August 25, 2010
15:51 HST (01:51 UTC August 26)
Lat: 47 29.6 North
Lon 127 44.5 West
Distance to go: 190 nautical miles, (132 miles to Cape Flattery)
We are all getting pretty excited about making landfall tomorrow and arriving in Victoria later in the day! For the first time in well . . . . 15 days we heard chatter on the VHF. Yes, we left the VHF radio on all the time. We heard a Canadian naval plane contacting vessels inbound to the strait of Juan de Fuca. That reminds me of a joke: Do you know how Canadians spell Canada? (for the answer go to the bottom of the email).
In any case, there have been other signs that we are nearing land. Clumps of kelp have started appearing in the water. I haven't seen that for a while. The water color has changed. It has more of a green tinge to it. I saw what looked like a seagull earlier this morning. We are getting close!
After motoring for what seemed like forever, we finally got the wind shift that I had been predicting. You see, a front was supposed to overtake us bringing a shift in the wind from the SW to the NW. It also was supposed to bring an increase in wind. Well, it didn't happen yesterday, and we started the watch schedule with the engine running. I had the last watch from 3:30am to 6am HST. Since we are still on Hawaiian Time and it really was 6:30am Pacific Daylight Time, the sky was already light. I poked my head out the hatch and it was misty and cold. The front was upon us. About 1/2 hour into my watch the wind abruptly shifted and started to build. Game on. I unrolled the headsail and waited for one of the crew to wake up about 1.5 hours later. Randy surfaced and we hoisted the main and turned off the engine. One thing I neglected to mention was that the boat speed was about 1 knot off of what we should have been doing with the engine RPM's we were running. Really there were only two likely causes. The first one that came to mind was that we had picked something up on the rudder or keel, like a net or a shark, something like that. The other option was that something was wrong with the prop itself.
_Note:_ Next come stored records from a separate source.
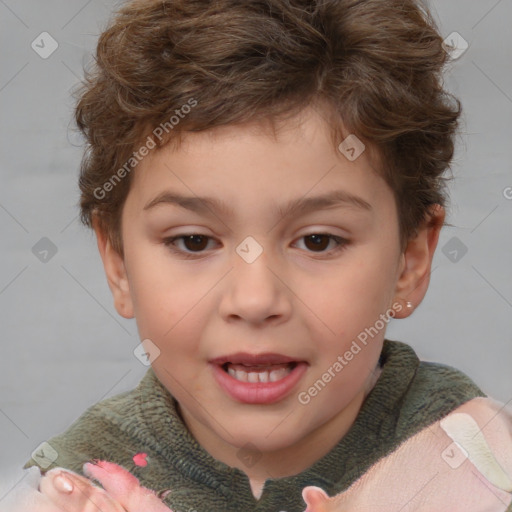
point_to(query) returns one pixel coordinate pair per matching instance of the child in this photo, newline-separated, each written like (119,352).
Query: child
(226,140)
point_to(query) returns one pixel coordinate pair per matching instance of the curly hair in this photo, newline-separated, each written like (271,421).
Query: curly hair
(377,64)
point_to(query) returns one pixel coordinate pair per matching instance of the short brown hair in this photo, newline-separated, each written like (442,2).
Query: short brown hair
(377,64)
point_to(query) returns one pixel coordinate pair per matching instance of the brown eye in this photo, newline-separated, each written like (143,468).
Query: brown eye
(195,242)
(188,246)
(318,242)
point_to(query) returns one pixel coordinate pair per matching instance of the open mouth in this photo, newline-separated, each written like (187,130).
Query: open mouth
(259,373)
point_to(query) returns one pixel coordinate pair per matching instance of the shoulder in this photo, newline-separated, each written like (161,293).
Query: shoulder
(434,390)
(99,433)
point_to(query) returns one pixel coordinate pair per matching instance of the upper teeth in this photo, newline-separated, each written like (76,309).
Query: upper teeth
(263,376)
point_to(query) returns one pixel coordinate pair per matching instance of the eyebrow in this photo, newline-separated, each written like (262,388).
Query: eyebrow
(205,205)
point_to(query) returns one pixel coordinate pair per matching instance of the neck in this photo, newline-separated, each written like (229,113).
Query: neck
(289,460)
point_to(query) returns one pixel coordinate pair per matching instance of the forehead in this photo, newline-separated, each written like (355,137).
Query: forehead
(235,164)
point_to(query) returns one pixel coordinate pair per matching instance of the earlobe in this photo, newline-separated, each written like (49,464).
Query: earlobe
(314,497)
(115,272)
(416,262)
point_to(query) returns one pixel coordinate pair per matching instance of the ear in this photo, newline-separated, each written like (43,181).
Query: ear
(115,271)
(416,261)
(314,497)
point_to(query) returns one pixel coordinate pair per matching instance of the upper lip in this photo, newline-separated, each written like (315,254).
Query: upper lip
(254,359)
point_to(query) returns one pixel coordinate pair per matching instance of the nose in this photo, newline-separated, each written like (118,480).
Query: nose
(256,291)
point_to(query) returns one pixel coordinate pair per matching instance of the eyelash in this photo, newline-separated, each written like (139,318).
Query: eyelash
(169,242)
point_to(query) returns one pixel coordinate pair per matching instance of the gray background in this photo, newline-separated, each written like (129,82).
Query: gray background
(63,345)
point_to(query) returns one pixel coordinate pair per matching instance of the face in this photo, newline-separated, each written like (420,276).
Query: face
(260,278)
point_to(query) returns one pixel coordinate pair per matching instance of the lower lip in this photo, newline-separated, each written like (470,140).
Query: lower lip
(258,392)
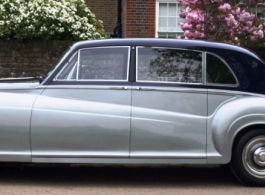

Anyway, we backed down the boat which took care of the problem. Thank goodess it wasn't the prop (touch wood).
Right now, it's blowing about 20 knots on the beam and we are making about 8 knots of boat speed. Making good time! By this time tomorrow we will be in the Strait of Juan de Fuca and in cell phone range. I guess it's back to civilization. Since April 1st of this year I have sailed about 8000 nautical miles at sea. I think that's enough for a while. Strangely I'm not really burnt out on the whole thing, it just isn't holding that magic for me that it used too. I never thought I'd say that, but there you have it.
Well it's getting to be that time where we all gather in the salon and watch a bit of TV and Randy cooks dinner, then I get on the SSB and talk to my friend on Mulan, we watch more TV, then hit the sack. Tonight we will reef the main and mizzen before it gets dark, so we don't have to do it in the dark of the night were it to get stinky. We are almost there!
Brad
Answer:
C, eh, N, eh, D, eh
(joke courtesy of Dave)
That reminds me, Dave told me a little lymeric. Here's how it goes:
There once was a man from Nantucket, who's Di.........ok, maybe that one isn't appropriate.